Kellermayer along with leading experts in the field noted in the paper that the incidence of C. diff infection among hospitalized, as well as healthy children in the community, has increased dramatically in the last decade. Pediatric patients can also have recurrent infections, similar to adults while being treated with C. diff directed antibiotics.
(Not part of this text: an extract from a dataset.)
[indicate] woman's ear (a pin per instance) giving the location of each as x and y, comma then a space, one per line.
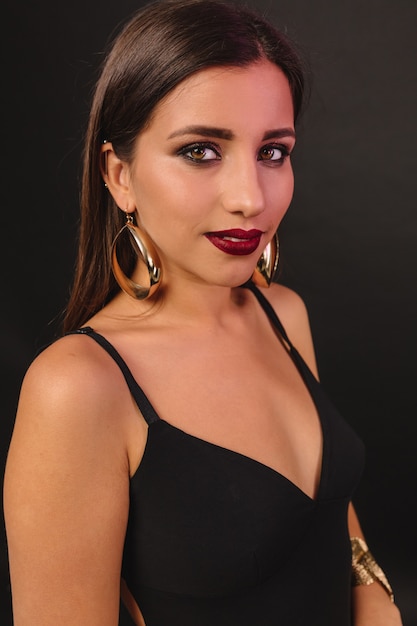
116, 176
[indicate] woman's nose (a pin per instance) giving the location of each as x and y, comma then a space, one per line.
243, 190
“Repeated and prolonged use of antibiotics in children may increase their risk of developing other gastrointestinal disorders later in life,” Kellermayer said. “So, better treatment options are urgently needed to treat children with recurrent C. diff infection, and FMT seems to provide a safe and effective treatment option for these patients at present. The collaboration between our IBD program and the Texas Children’s Microbiome Center, led by Drs. James Versalovic and Tor Savidge, provides an outstanding opportunity for us to advance FMT research. We are very grateful to our benefactors led by the Wagner and Klaasmeyer families, who support our research through the Gutsy Kids Fund.”

New study underway to analyze genetic implications of complicated pediatric Crohn’s disease

In a separate study funded by the Crohn’s and Colitis Foundation, Kellermayer and his research colleagues at Texas Children’s and Baylor College of Medicine will study the genetic background of complicated pediatric Crohn’s disease, a type of chronic, inflammatory bowel disease that can affect any part of the gastrointestinal tract.

“We will conduct high-throughput, genome wide genetic analysis on patients with Crohn’s disease to see if we can find any new genes that shed light on the most aggressive forms of the disorder and what makes certain people prone to developing it,” Kellermayer said. “If we know the genetic associations, we might find new means of prevention and treatment in the future.”